Last night, I took out a box of notecards to write a little something for each member of the department I’m leaving. I’m feeling a little sentimental — we’ve been through a lot together — and also grateful and extremely touched. We had a great send-off lunch this week, which would have been sufficient. But then they surprised me (really!) with a gorgeous reusable shopping bag full of items to help me achieve two items on my Life List: “Bake a souffle” and “Write and publish a book.”
(Apparently, I neglected to tell my Life List that I’m not supposed to eat eggs and dairy. Whoopsie.)
They also gave me a new journal, which is on another list: New things for the New life. I’m at the last pages of the current journal and have been on the watch for a new one. They beat me to it!
So I’d planned to write each of them a little note and it seemed like a good night to do it. To my surprise, my fancy UPS pen was stashed with my wine country notecards — it was rattling around in the bottom of the box.
I wrote the notes with a newer fancy pen, one engraved with my name, a Christmas gift from my boss. I smiled, thinking about continuity and about how many awesome people I’ve worked with over the years, even before I hit my career. (In my decluttering, I also found going-away cards that included a blessing from the cook at Dairy Belle.)
There’s a lot that goes into leaving any job, especially when you leave for any reason other than another job. No job is perfect, no staff is perfect — it’s totally normal and bittersweet to know that some people will definitely miss you and some people were hoping you’d bail years ago and OMGJUSTLEAVE. We’re all just people behind our professional facades. But I’m leaving on good terms, on my terms, and as gracefully as I could want. It doesn’t sound like much, but the longer I’m in the business world, the more grateful I am for the network of wicked smart and fiendishly funny people who probably wouldn’t be in my life if I’d ever pitched a fit and/or been escorted out.
I can say without even a parenthetical reservation that working here has changed me and made many things possible, not the least of which are grad school and a career path that didn’t exist when I was choosing a major in the 1990s. They’ve supported my professional development all along, sending me to trainings and conferences and Johns Hopkins University.
As for personal development, I didn’t walk all those DC miles by myself. I walked with (and later for) colleagues I actually like very much outside the usual professional courtesy and respect. I’ve had the chance to make my small contributions bigger with the help of an organization that believes they do well so they can do good.

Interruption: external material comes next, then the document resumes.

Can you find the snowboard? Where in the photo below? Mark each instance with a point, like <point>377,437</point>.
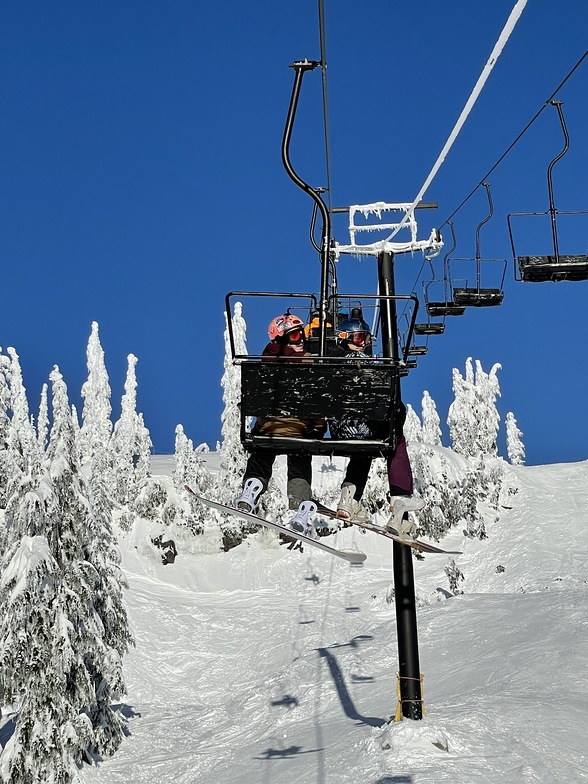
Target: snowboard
<point>416,544</point>
<point>354,557</point>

Without an employer like the one I’ve had for the last six years, I may not have had the confidence and the resources to happily uproot a perfectly nice life and go build a new one with the man I love in the place where we’re happiest (but not, as yet, employed). They compensated me well and made sure that nothing — not illness, not divorce, not family deaths — rose to the level of Life-Altering Financial Catastrophe. These days, that’s extremely rare, and I am extremely grateful.